Como resposta, Moiraine lançou um olhar firme e perscrutador, depois rumou em direção à porta. Uma pequena bola de luz, brilhante como um lampião, de repente começou a flutuar sobre sua cabeça, iluminando o caminho.

Mat sabia que devia deixar aquilo de lado, por hora. Apenas deixá-la partir e torcer para que a mulher esquecesse que ele esteve ali embaixo. Porém, a raiva ainda ardia dentro dele. Todas aquelas coisas ridículas que as criaturas disseram. Bem, talvez fossem verdade, se Moiraine dissera que era, mas ele queria agarrar aqueles sujeitos pela gola, ou fosse lá o que fizesse as vezes de gola naquelas roupas, e forçá-los a explicar algumas coisas.

— Por que não dá para entrar duas vezes, Moiraine? — perguntou. — Por quê?

E também quase perguntou por que as criaturas estavam preocupadas com ferro e instrumentos musicais, mas mordeu a língua. Não podia saber dessas coisas, se fosse continuar alegando que não entendera nada do que as criaturas disseram.

A Aes Sedai parou diante da porta do corredor, e foi impossível saber se encarava Rand ou o ter’angreal.

— Se eu soubesse tudo, Matrim, não precisaria fazer perguntas.

Moiraine observou o quarto por mais um instante. Estava mesmo olhando para Rand. Depois saiu, deslizando com elegância, sem dizer outra palavra.

Por um tempo, Mat e Rand se entreolharam em silêncio.

— Você conseguiu encontrar o que queria? — perguntou Rand, por fim.

— Você conseguiu?

Uma chama luminosa surgiu de repente, equilibrada sobre a palma do ruivo. Não a esfera suave de luz cintilante da Aes Sedai, mas uma chama mais rude, como uma tocha. Quando o amigo se virou para sair, Mat acrescentou outra pergunta.

— Você vai mesmo simplesmente deixar os Mantos-brancos fazerem o que quiserem lá em casa? Sabe que eles estão indo para Campo de Emond. Isso se já não estiverem lá. Olhos amarelos, o maldito Dragão Renascido. É coisa demais.

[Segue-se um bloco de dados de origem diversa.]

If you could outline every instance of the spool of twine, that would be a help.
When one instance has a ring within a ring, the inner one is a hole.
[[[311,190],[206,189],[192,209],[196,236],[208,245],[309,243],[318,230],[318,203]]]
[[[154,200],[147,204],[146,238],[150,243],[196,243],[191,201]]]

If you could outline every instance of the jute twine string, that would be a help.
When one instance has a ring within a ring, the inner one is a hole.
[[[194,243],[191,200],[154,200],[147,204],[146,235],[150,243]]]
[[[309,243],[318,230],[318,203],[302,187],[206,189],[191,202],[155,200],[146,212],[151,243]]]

— Perrin vai fazer… o que for preciso para salvar Campo de Emond — respondeu Rand, com a voz sofrida. — E eu preciso fazer o que é preciso, ou Campo de Emond não será o único lugar a cair, e nas mãos de coisas bem piores do que os Mantos-brancos.

Mat ficou observando a luz daquela chama esvanecer pelo corredor, até que se lembrou de onde estava. Agarrou o lampião e saiu correndo. Rhuidean! Luz, o que é que eu vou fazer?